さっきの緊張をもう一度味わうなど耐えられるはずがない。



「ええと、それはちょっと」



藤谷さんは目を細めて、俺を睨み付けた。

少し頬を膨らませている。

そんな顔も美しい。



「待って待って、そんな怒らないで。じゃあ、言います。奈菜さん、好きです。俺と付き合ってください」



藤谷さんは俺の言葉を聞いてすぐに笑顔に戻った。

怒り顔からの笑顔。

表情の緩急が俺の心をくすぐった。

どうしてこんなに愛おしいのだろう。



「わたしも、可那人君のことが好きです。
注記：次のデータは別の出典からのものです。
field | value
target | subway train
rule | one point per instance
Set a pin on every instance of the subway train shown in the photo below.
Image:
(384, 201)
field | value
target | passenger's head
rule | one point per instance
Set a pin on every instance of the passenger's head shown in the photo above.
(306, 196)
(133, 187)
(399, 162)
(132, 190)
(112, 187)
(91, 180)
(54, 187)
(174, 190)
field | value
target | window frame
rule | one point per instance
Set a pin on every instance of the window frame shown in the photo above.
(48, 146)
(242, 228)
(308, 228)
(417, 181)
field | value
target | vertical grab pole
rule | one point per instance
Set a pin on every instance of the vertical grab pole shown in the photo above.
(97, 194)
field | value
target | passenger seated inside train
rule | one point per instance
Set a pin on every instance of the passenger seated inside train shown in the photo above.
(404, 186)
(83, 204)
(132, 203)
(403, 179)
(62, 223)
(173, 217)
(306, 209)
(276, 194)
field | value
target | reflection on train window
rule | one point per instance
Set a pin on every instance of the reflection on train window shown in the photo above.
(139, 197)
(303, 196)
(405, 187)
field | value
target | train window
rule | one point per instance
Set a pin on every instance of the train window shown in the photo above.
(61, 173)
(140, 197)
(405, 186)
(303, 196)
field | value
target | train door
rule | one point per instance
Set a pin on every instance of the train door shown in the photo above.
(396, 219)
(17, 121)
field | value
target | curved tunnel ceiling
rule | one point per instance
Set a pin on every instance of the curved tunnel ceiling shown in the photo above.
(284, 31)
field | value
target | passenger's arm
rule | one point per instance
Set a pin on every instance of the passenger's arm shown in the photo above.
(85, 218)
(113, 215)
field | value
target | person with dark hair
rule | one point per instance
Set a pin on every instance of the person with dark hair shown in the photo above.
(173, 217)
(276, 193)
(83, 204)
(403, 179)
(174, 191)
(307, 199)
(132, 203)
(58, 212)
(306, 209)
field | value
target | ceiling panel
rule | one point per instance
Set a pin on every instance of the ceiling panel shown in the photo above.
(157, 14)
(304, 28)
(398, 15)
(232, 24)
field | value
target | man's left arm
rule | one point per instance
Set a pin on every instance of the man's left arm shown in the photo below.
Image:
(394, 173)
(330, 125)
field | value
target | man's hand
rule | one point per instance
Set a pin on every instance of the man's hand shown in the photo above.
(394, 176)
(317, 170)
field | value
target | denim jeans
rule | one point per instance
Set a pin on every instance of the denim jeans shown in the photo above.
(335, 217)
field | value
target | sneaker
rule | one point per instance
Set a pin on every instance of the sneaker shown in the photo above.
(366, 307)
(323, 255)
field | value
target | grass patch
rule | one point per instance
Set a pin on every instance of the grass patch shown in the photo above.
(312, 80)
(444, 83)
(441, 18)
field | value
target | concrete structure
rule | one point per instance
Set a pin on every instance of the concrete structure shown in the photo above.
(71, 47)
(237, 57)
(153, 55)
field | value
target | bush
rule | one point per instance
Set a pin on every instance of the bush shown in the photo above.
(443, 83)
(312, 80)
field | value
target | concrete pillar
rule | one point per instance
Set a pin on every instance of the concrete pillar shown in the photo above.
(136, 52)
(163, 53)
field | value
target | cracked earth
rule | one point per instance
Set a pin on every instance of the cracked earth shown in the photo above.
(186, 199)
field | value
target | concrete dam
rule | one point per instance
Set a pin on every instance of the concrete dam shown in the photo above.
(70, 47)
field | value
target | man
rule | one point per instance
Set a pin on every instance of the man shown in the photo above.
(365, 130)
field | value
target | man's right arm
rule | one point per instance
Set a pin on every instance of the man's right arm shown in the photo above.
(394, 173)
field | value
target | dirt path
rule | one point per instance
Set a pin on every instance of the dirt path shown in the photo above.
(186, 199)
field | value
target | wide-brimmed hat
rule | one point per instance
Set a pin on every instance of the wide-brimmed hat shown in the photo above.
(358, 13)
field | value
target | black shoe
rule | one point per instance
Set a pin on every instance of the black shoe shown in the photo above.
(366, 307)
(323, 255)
ずっと一緒にいてください! 」



ずっと彼女から欲しかった言葉を、ついに藤谷さんが言ってくれた。

彼女と出会えてよかった。

勇気を出してよかった。

そんな感慨深さが込み上げてきた。

いやこれで終わりじゃない。

ここからが始まりなんだ。

藤谷さんからこんな笑顔を引き出せるのなら、俺は何回だって勇気を出すつもりだ。



俺は急に恥ずかしくなって顔を伏せてしまった。

藤谷さんはそんな俺に近づいて、俺の顔を見上げて、俺の左頬に触れた。



「可那人君のほっぺ、触ってみたかったの」



藤谷さんは恥ずかしそうに言った。

俺は彼女の手を頬から離し、握りしめた。



気付くと近くにキツネ達が寄ってきていた。

俺と藤谷さんを祝福しているかのようだった。

ギンギツネは背伸びをして俺の上着を齧っていた。

相当構って欲しいようだが、俺はもう藤谷さんしか眼中になかった。

ごめんよキツネ君達。

俺は罪な男だ。

だが今は藤谷さんと二人の時間に浸っていたいんだ。

そんな事を考えていたが、キツネ達は俺の上着のポケットから漂う餌の香りにつられてきていただけだと知るのは数分後のことだった。